March 20, 1989 – (Reuters’ article in The Toronto Star) About 3,000 Greek-Cypriot women stormed past troops into North Cyprus yesterday to protest the division of the island. Some were dragged kicking and screaming into Turkish-Cypriot custody.

The women, accompanied by supporters from the United States, Western Europe and Australia, breached the Green Line that divides the island between the Greek south and the Turkish north at two places and remained in the north for several hours before returning to the south.

At least four reporters were among the 54 arrested. They were released late last night.

"Please stop," a lone Turkish-Cypriot guard pleaded as the first phalanx of women, waving white flags and banners reading "We Come in Peace" swarmed past him near the village of Lymbia southeast of Nicosia.

About 2,000 women crossed the U.N. buffer zone at Lymbia after evading helicopter-borne U.N. peacekeepers who said they would try to keep them out.

Canada has several hundred peacekeeping troops on Cyprus. A spokesman for the military police at defence department headquarters in Ottawa said yesterday he had no information on the situation in Cyprus.

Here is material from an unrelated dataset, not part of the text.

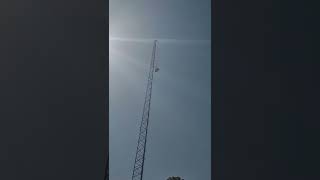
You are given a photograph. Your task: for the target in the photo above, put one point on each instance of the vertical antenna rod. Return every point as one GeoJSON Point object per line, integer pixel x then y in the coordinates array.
{"type": "Point", "coordinates": [141, 147]}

The handful of unarmed Turkish-Cypriot soldiers who met the women were powerless to halt them, but reinforcements quickly arrived and arrested several of the protesters.

Witnesses said women were dragged away kicking and screaming. Some had their hair pulled, received bruises or were cut by barbed wire, but no serious injuries were reported.

Another 22 people who crossed the Green Line farther to the east at Akhna were arrested, witnesses said. They said a total of 1,000 women crossed to the village, which lies just north of a military base under British control.

Akhna is one of the villages abandoned by Greek Cypriots after a 1974 invasion by Turkish troops, sparked by a brief coup in Nicosia engineered by the colonels then running Greece.

Turkish-Cypriot leader Rauf Denktash, whose breakaway Turkish Republic of North Cyprus is recognized only by Turkey, said anyone crossing the U.N. buffer zone would be arrested.

Scores of Turkish-Cypriot women rushed to Lymbia and Akhna to stage counter-demonstrations. Policewomen intervened to stop scuffles that broke out between the two sides.

The Greek women, organized by a committee called Women Walk Home, ended both protests after about three hours. Many were among 200,000 Greek Cypriots who left their homes in the north after the Turkish invasion.